Сейчас же мальчишке снился их, с отцом, заветный кондовый сосняк Барская Нива, в подножье которого стлался иссиня-белесый, как первоапрельский ноздреватый наст, пробитый дырчато будто бы предвесенней капелью, хрусткий исландский мох, а на нем, среди блестящих свежестью вечнозеленых колоний толокнянки – то там, то сям – уже не то чудились, не то виделись коричневые упругие шляпки боровиков…

Отец перевел дух от земных «видений», стянул с головы будничную кепку и, вдыхая, будто церковный ладан, смолистый дух бора, не без дрожи в голосе сказал:

– Сынка, да ты только поглядь: не лес – храм пресветлый! – он широким жестом показал своей большущей ручищей на веероусые надрезы подсочки на могучих лесинах, походивших на врезанные в их живое тело старые темные доски икон, с которых, казалось, вот-вот проглянет строгий лик святого угодника. А конусообразные горшочки, оплывшие светлыми наростами смолы, и впрямь смахивали на теплеющиеся лампады: стекавшие в них слезы живицы вспыхивали огоньками, когда их касались лучи солнца, пробиваясь сквозь колеблющиеся ветки макушек.
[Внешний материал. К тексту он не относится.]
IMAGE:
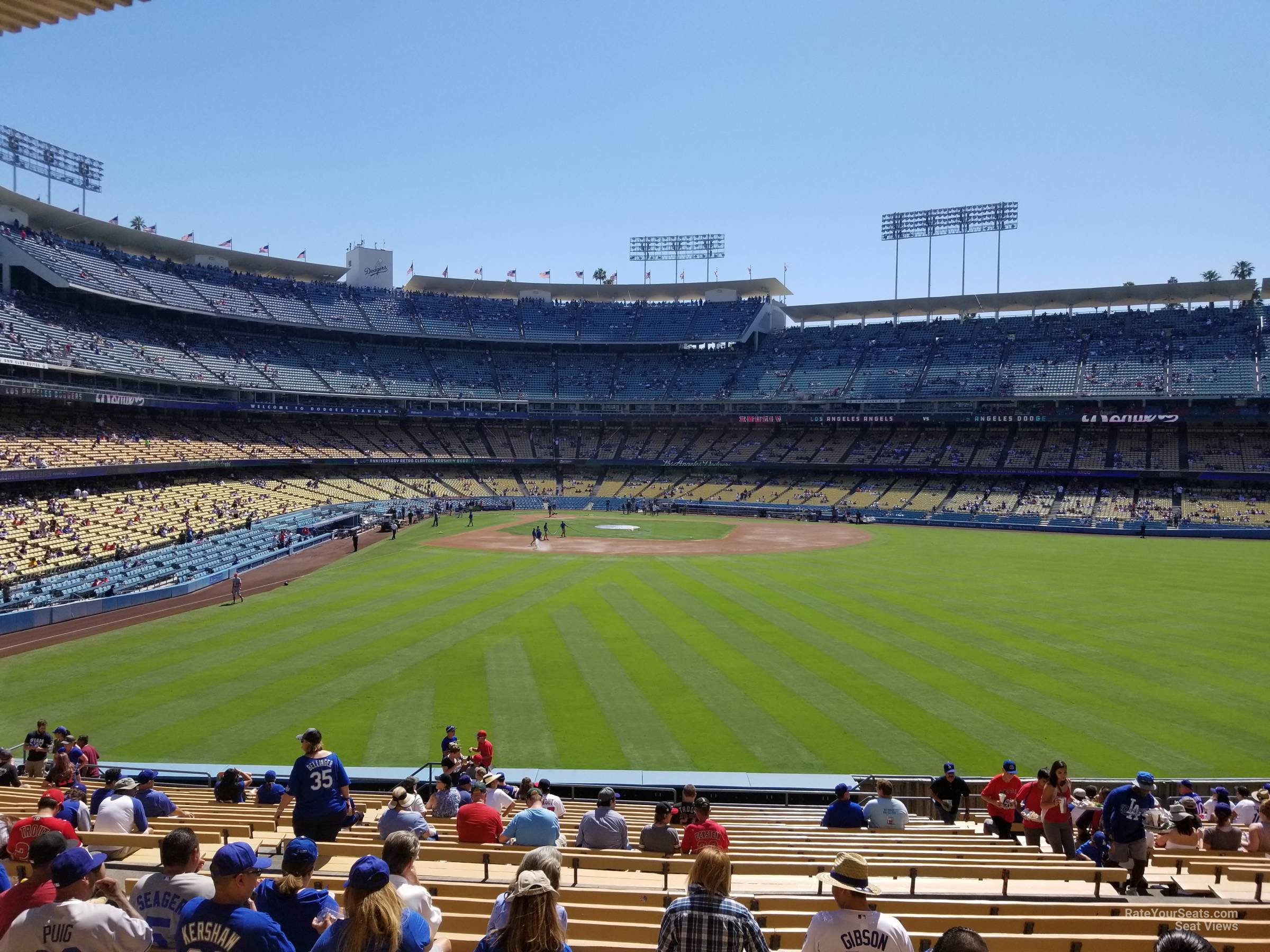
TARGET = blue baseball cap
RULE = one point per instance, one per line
(74, 865)
(369, 874)
(302, 849)
(235, 858)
И вдруг он, такой-то семипудовый мужичище, весь превратившись в слух, замер, как бы зависнув в невесомости, загадочно шепча:

– Слышь-ка!.. Что там вверху этак дивно зумерит?

Сын, завороженный отцом, таращится, вертит задранной головой: ничего, мол, не вижу, на слышу. И тогда, смилостившись, отец указал пальцем на кривой сук, в пазухе которого трепетно билась, просвеченная насквозь лучиком солнца, отставшая от тела золотистая коринка.